Sinos lowers her gaze from the natural grandeur to the man-made mundane. The landing platform is one of millions like it, conforming to Adeptus Mechanicus patterns of construction with unsurprising precision. Flared segments of armoured plates line its edge, tilted up to deflect engine exhaust away from the works beneath. Men and women approach from a ramp on its northern face, Mechanicus menials who come to tend to the lighter’s abused frame.
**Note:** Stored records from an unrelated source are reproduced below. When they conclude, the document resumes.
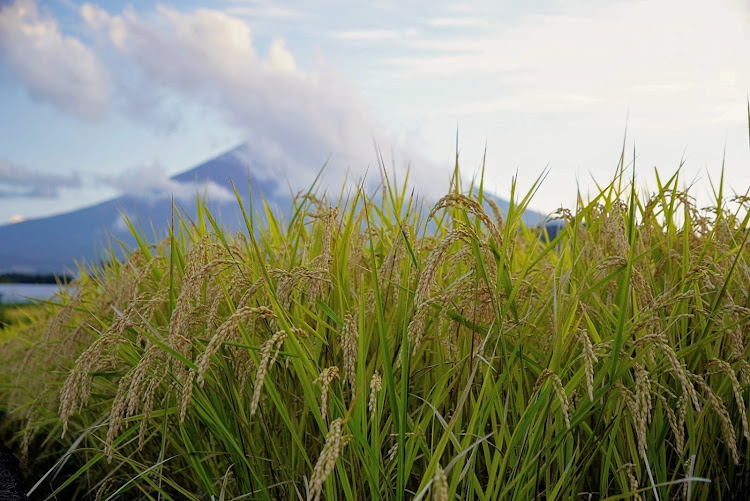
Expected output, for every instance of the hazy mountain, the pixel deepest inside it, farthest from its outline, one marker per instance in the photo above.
(56, 243)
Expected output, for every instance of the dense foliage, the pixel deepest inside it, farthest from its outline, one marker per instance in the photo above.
(370, 349)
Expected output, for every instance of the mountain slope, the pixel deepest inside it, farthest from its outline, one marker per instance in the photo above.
(55, 244)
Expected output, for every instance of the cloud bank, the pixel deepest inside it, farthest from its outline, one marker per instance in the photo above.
(146, 65)
(151, 183)
(19, 182)
(55, 68)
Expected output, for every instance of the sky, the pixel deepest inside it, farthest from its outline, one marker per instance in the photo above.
(100, 99)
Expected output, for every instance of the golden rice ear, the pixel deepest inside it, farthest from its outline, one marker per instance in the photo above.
(266, 362)
(334, 445)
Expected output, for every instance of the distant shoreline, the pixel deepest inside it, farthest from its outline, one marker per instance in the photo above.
(26, 278)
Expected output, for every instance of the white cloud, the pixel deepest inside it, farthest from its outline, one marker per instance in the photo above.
(153, 183)
(19, 182)
(295, 119)
(54, 67)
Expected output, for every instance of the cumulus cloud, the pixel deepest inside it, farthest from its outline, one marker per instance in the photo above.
(54, 67)
(152, 183)
(20, 182)
(294, 119)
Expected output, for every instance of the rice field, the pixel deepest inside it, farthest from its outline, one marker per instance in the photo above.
(374, 347)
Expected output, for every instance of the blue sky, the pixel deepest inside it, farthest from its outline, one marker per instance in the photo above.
(93, 94)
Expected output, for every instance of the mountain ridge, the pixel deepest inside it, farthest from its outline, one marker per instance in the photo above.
(61, 242)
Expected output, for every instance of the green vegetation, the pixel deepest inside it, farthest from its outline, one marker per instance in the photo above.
(372, 349)
(17, 313)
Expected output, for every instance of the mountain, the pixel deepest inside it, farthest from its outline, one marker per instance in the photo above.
(55, 244)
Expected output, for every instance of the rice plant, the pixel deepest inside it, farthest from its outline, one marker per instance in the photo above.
(371, 347)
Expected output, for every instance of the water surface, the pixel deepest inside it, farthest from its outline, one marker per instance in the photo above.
(23, 293)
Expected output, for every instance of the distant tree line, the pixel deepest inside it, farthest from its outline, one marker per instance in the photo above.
(24, 278)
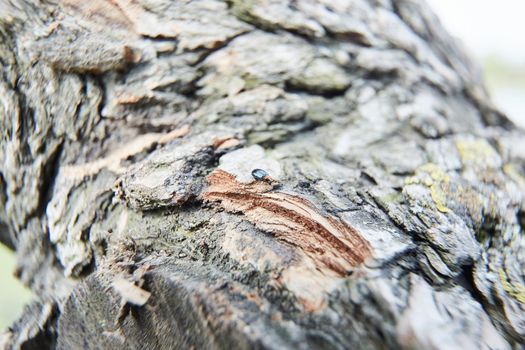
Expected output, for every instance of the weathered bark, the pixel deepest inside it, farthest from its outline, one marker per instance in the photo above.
(393, 215)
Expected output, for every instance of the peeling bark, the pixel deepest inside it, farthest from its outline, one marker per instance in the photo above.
(129, 131)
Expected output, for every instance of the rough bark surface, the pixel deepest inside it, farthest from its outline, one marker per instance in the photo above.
(393, 212)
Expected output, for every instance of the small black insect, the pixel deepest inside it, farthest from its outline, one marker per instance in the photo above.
(261, 175)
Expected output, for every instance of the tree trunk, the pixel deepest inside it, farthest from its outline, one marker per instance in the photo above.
(387, 211)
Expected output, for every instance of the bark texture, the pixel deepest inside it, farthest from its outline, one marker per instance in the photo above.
(392, 216)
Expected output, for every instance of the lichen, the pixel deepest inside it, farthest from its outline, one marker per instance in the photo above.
(477, 151)
(433, 177)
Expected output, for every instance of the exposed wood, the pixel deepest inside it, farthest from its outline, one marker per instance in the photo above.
(129, 133)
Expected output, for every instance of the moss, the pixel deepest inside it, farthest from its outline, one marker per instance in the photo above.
(515, 290)
(439, 198)
(475, 151)
(433, 177)
(514, 174)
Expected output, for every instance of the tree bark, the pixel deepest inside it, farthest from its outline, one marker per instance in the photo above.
(389, 212)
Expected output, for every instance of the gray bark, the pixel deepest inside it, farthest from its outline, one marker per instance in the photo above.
(392, 216)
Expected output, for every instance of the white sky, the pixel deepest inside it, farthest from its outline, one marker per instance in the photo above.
(487, 27)
(495, 29)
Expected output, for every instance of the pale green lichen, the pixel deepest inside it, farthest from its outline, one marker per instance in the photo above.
(433, 177)
(511, 171)
(477, 151)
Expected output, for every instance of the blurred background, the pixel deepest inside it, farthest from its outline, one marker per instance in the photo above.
(492, 31)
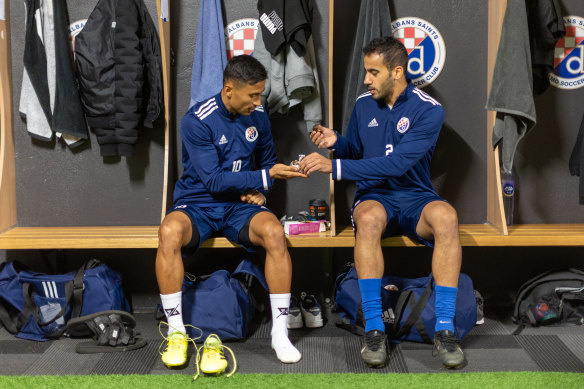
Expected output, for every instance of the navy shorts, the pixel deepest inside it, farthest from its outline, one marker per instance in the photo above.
(226, 220)
(403, 211)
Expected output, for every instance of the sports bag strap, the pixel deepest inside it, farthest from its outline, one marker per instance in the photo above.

Behind them is the welcoming party Sinos has expected. A squad of Tempestus Scions, full-faced helmets down and overpowered lasguns held tightly, stomp in time onto the landing platform. The Scions form their own line, the equal of Sinos’ arbitrators in both armoured heft and arrogant authority. Sinos’ squad part to allow her through, and the blue-cloaked Scions do the same.
No less than an Astra Militarum general has come to greet her, alongside a stern-faced commissar. She recognises both officers from the briefings prepared by her staff during the transit.